Thank you, Ken, for the etymological and sociological review. I might mention one related sobriquet. In the 60s, I was involved in several counter-cultural, more or less anarchist media (a magazine, a non-commercial radio station, and a legendary prank political campaign). We saw nothing wrong with the designation we received from the conventional world: “hippy-freaks”.
Ah, The Register. Haven’t looked at it for a while, but I really must start looking at its ‘Bootnotes’ section again.
Among other things, it faithfully chronicles (under the category ‘Rise of the Machines’) every automated toilet that imprisons someone inside, every enormous truck that was led by its GPS into a narrow village street, every car whose eletronic throttle jammed open and dragged its driver screaming to oblivion…
There’s a beauty here though, a human fighting back: https://www.theregister.co.uk/2019/02/20/pilot_spells_it_out_im_bored/
An Aussie pilot, tasked with ‘putting some hours’ on a single-engine plane, spelled out a message and drew some rude symbols with his flightpath. Visible with tracking apps like FlightAware.
cr
I collect old beer cans from the 1950s and 60s, and I still have the Dual 506 Turntable I purchased in 1981. Does that make me a Hipster ?
You should probably go into quarantine just in case. But that high quality deck doesn’t count because you’ve owned it from before the vinyl resurgence. And collecting of 50s cans is impressive! Do you go ‘pit dumping’ [I looked it up]?
The main hipster symptom is the need to display their hipsterosity – my main hipster friend has the guitar in frame over his shoulder in online hangouts no matter how his cam is angled that week. 🙂
I know many guys that love to dig thru old dumps looking for old cans, I’m not one of them. Besides, I like my cans clean and shiny.

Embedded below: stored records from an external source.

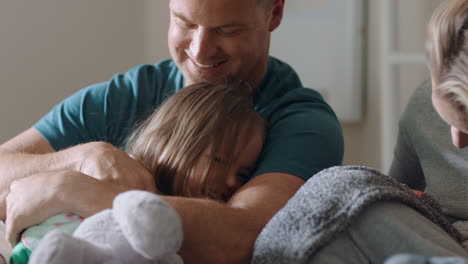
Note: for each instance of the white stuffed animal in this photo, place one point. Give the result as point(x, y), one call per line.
point(140, 228)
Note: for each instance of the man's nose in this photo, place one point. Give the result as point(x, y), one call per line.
point(203, 45)
point(232, 182)
point(459, 138)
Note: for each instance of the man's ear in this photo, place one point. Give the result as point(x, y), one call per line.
point(276, 14)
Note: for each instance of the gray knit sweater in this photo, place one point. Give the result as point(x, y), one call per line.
point(325, 205)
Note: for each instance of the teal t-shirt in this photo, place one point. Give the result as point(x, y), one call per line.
point(304, 135)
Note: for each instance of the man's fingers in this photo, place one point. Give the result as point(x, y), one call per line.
point(11, 233)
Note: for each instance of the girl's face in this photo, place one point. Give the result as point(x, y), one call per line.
point(220, 185)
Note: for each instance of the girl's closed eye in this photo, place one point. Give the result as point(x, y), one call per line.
point(244, 177)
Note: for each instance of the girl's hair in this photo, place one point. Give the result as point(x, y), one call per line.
point(447, 52)
point(173, 138)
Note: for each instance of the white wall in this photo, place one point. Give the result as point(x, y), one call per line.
point(51, 48)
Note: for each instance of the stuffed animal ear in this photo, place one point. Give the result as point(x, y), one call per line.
point(152, 227)
point(100, 229)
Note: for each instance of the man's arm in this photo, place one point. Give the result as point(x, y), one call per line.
point(226, 233)
point(18, 159)
point(29, 153)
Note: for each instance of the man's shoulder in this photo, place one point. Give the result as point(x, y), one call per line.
point(419, 107)
point(165, 69)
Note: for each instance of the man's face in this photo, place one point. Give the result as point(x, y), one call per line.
point(219, 40)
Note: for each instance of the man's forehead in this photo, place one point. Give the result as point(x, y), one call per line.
point(212, 7)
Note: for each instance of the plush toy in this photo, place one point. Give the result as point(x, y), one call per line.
point(140, 228)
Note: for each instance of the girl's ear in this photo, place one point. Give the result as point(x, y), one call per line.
point(276, 14)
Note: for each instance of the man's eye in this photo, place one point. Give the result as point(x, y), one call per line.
point(243, 177)
point(228, 32)
point(184, 24)
point(217, 160)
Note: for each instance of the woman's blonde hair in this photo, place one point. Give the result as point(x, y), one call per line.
point(447, 52)
point(173, 138)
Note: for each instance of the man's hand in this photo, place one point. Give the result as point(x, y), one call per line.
point(34, 199)
point(105, 162)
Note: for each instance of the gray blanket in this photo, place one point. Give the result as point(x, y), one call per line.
point(325, 205)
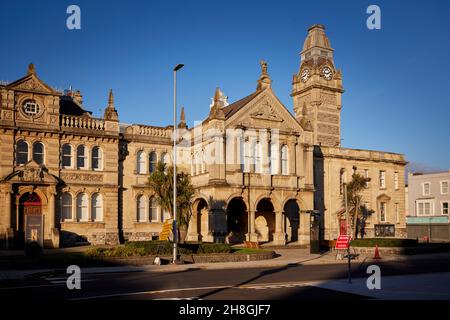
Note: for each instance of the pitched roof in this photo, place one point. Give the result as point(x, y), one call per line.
point(236, 106)
point(69, 107)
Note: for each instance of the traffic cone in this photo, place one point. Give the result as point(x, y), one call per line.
point(377, 253)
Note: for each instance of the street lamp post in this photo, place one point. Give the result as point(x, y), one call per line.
point(175, 229)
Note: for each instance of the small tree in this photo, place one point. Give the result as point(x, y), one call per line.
point(357, 210)
point(161, 182)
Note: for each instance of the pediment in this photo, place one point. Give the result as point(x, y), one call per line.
point(32, 83)
point(31, 172)
point(265, 111)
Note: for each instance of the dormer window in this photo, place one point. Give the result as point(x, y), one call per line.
point(31, 108)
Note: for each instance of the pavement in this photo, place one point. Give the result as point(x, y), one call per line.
point(291, 257)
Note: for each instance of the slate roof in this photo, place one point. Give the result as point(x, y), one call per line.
point(236, 106)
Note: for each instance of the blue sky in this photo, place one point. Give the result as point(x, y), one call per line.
point(397, 79)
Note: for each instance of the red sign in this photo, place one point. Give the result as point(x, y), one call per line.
point(342, 242)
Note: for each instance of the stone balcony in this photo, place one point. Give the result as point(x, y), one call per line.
point(82, 123)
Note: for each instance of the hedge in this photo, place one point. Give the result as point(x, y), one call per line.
point(143, 248)
point(384, 242)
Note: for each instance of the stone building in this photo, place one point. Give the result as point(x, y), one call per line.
point(257, 169)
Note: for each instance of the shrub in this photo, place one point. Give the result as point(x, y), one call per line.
point(165, 247)
point(120, 251)
point(214, 248)
point(384, 242)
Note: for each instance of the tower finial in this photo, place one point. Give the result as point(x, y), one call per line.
point(182, 123)
point(263, 67)
point(217, 95)
point(31, 69)
point(264, 79)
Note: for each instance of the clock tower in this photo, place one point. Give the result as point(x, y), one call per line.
point(317, 89)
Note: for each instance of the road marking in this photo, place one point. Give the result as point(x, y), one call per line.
point(30, 287)
point(150, 292)
point(196, 289)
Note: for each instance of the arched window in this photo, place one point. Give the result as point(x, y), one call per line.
point(21, 152)
point(66, 155)
point(66, 206)
point(274, 160)
point(82, 207)
point(166, 215)
point(97, 207)
point(97, 158)
point(153, 161)
point(257, 156)
point(141, 208)
point(81, 157)
point(38, 152)
point(141, 162)
point(153, 209)
point(203, 155)
point(165, 160)
point(284, 160)
point(248, 157)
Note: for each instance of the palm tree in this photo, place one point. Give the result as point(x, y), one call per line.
point(161, 182)
point(357, 209)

Some of my best cans came from a garage in Houston in 2002. The cans were from the 50s. The original owner cut the tops out, and used them for cups at keg parties. Then he put them in a box, and gave them to his son. His son then put them in the garage, where they remained until 2002. Why did he save them so long? I dunno.
Google “Champagne Velvet Color series cans” if you wanna see what they look like
I’m going with the null hypothesis: the angry email was for a laugh. And to get in the news.
Are we witnessing the death of satire as it becomes increasingly difficult to tell satire from reality when stories like this turn out to be real?